Much play has been made of the latest CSO data on property prices, which showed prices avoiding a fall in March for only the second month since their peak in September 2007. Just as one swallow doesn’t make a summer, however, one month’s data doesn’t make a trend.
Overall, average house prices nationwide have fallen by49% since their peak according to the CSO, whose data is compiled on the basis of mortgage drawdowns. This likely understates the extent of the collapse in house prices, as it discounts cash transactions which have become increasingly important in recent years.
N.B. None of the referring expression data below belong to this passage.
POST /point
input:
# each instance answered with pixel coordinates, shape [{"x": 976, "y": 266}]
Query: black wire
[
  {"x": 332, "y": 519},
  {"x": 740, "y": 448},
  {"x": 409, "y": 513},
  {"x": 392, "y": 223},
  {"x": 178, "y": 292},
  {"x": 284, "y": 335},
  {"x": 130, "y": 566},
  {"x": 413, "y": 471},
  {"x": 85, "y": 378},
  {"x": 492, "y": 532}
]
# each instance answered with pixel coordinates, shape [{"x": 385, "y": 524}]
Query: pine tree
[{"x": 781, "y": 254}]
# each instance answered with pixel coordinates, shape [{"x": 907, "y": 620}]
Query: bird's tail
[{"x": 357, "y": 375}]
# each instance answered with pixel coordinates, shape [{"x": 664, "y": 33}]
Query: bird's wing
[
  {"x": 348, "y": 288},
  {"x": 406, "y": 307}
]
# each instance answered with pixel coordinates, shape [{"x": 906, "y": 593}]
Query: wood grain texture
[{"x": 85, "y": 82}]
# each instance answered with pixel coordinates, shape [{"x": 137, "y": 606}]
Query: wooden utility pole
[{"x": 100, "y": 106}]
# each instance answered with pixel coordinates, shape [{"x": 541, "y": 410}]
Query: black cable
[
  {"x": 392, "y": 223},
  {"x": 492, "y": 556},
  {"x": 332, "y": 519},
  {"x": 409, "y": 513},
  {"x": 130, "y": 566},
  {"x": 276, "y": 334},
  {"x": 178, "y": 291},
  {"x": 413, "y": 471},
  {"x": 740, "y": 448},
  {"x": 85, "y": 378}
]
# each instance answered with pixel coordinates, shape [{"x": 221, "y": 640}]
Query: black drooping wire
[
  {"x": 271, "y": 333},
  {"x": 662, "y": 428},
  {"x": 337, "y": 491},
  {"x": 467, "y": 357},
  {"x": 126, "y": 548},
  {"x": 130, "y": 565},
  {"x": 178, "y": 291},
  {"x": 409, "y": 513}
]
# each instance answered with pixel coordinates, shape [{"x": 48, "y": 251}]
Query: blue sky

Flat prices in March must be viewed in the context of their accelerating decline through the Autumn and Winter. Moreover, there is clear divergence between Dublin and the rest of Ireland, the former seeing a 0.7% increase month-on-month while the latter saw a 0.6% drop. This may be explained by the fact that Dublin property saw the biggest appreciation up to 2007, and has since seen a greater correction (57% compared to 45% in the Rest of Ireland and 49% on average). Over-supply is also less of an issue in Dublin then elsewhere, in general.
There is no doubt that houses are more affordable now than they have been in years, when benchmarked against disposable incomes, rental yields etc., but there are two reasons why a robust recovery is unlikely in the near future: credit & confidence.
It is well known that the Irish banking system is undergoing massive deleveraging at the behest of the troika, but also because the banks’ loans are not backed by sufficient deposits. This process is certain to constrain credit supply for years to come.
More intangible is the ‘confidence fairy’. While credit may be in short supply, this is only a problem if demand for credit is significantly greater. Regardless of affordability, many prospective purchasers are clearly staying on the sidelines simply because they expect prices to fall further. If all buyers do the same, price falls become a self-fulfilling phenomenon divorced from economic fundamentals. This is what economists call ‘adaptive expectations’, i.e. people adapt and adjust their behaviour to everyday experience. Once asset price deflation has taken hold, the market will usually overshoot ‘true’ valuations.
Trying to call the bottom of the market may feel like trying to catch a falling knife, particularly if you are planning to put your money where your mouth is. When house prices do bottom out, however, and it is unlikley that they have yet reached their nadir, they are more likely to experience L-shaped stagnation than V-shaped recovery.